Keeping resolution in-country is also dramatically faster — a cold DNS lookup drops from as much as 300 ms to single-digit milliseconds:
| Scenario | Measured latency |
|---|---|
| Resolver overseas, authoritative in-country | 200–340 ms |
| Both resolver and authoritative overseas | ~70 ms |
| Both resolver and authoritative in-country | 5–15 ms |
How to integrate it
The app points a standard resolver client at its assigned CNX endpoint, using whichever of the three transports fits its stack:
- DoH — DNS over HTTPS (RFC 8484) — a request to a
/dns-queryendpoint over ordinary HTTPS. Any HTTP client already in the app can speak it: URLSession on iOS, OkHttp or Cronet on Android. - DoT — DNS over TLS (RFC 7858) — a TLS connection on port 853. Supported by every platform's TLS stack directly.
- DoQ — DNS over QUIC (RFC 9250) — the fastest of the three for an app making repeated queries against the same resolver: a 1-RTT handshake on a new connection, 0-RTT on a resumed session. Apple's Network.framework (iOS 15+) and Android's Cronet QUIC engine both expose a QUIC connection with a configurable ALPN, enough to speak DoQ directly against OS-provided primitives. Teams that prefer a ready-made client can use an open-source DoQ implementation such as AdGuard's DnsLibs, which ships Kotlin bindings for Android and Swift bindings for iOS.
Encrypting DNS protects the application from network-level DNS hijacking and manipulation of DNS records — an on-path attacker cannot read, spoof, or redirect a query it cannot see inside. The CNX resolver service only offers secure DNS access: plain DNS over UDP or TCP (RFC 1035) is not offered.
What the service delivers
- Dedicated — a private resolver instance and cache, provisioned for your application.
- Pre-warmed cache — every domain the application depends on is loaded into cache ahead of time, so the first query an app makes is as fast as the thousandth. There is no cold-start lookup.
- Tuned caching rules per dependency — third-party domains the app relies on but doesn't control (analytics, payment gateways, CDNs) get cache rules set deliberately, rather than inheriting whatever TTL that provider happens to publish.
- Answers from in-country cache, even during an outage — because the domains an app needs are already resolved and held locally, DNS resolution keeps working even if Cambodia's international links are degraded or unreachable.

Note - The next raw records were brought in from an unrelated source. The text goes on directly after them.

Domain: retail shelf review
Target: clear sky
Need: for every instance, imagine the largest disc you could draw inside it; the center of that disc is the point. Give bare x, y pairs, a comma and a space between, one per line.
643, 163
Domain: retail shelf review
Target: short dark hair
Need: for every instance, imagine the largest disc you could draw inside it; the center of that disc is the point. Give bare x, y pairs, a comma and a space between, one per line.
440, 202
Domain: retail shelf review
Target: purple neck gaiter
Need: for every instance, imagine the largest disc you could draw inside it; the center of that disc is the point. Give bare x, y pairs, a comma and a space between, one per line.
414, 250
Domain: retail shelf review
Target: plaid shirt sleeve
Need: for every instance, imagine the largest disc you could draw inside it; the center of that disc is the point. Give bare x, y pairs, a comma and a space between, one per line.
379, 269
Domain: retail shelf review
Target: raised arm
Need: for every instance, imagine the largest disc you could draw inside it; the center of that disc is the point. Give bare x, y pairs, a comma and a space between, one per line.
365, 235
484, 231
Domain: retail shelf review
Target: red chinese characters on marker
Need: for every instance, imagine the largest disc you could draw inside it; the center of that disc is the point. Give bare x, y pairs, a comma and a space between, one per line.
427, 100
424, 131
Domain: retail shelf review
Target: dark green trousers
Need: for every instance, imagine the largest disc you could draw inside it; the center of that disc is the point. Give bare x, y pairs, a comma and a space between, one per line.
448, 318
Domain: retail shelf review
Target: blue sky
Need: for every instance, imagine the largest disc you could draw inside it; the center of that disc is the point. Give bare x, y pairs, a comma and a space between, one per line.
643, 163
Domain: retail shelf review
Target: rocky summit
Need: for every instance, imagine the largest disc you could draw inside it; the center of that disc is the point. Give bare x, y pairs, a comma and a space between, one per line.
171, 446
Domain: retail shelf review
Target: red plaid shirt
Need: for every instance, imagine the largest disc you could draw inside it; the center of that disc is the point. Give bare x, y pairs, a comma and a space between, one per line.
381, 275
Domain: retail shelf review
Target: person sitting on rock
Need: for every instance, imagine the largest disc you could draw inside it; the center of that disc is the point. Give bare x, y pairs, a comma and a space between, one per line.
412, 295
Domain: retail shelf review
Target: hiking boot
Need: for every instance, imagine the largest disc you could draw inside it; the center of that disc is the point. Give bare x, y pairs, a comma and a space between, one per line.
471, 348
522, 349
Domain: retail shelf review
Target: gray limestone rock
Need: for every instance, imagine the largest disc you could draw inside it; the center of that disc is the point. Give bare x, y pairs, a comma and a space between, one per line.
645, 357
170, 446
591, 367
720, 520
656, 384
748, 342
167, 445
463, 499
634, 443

- Glue to your authoritative DNS — the resolver holds a glue record straight to your in-country authoritative nameserver, so it already knows where to find your domain regardless of TLD —
.com,.net,.kh, whatever it's registered under. For applications also running on DNS Shield, lookups for the app's own domain never leave CNX infrastructure at all.
Measured performance (in-country resolver + authoritative)
| Network | Total DNS time | Breakdown |
|---|---|---|
| WiFi | 3–15 ms | DNS ~1 ms · Radio 3–15 ms |
| Mobile (4G/5G) | 35–55 ms | DNS ~1 ms · Radio 30–40 ms |
Capacity and SLA
The instance is sized to the application's concurrent query volume at launch, and scales as usage grows — tell us what you need today and what you expect at peak, and capacity is provisioned accordingly.
| Allocation | A dedicated instance and cache, sized to your application's query volume |
| Platform ceiling | 500,000+ QPS recursive capacity available on the platform |
| Redundancy | Across Phnom Penh PoPs — no single point of failure |
Standards
The resolver answers DNS over HTTPS per RFC 8484, DNS over TLS per RFC 7858, and DNS over QUIC per RFC 9250 — no other transport is offered. All three are served from the same dedicated instance; there is no separate product tier per transport.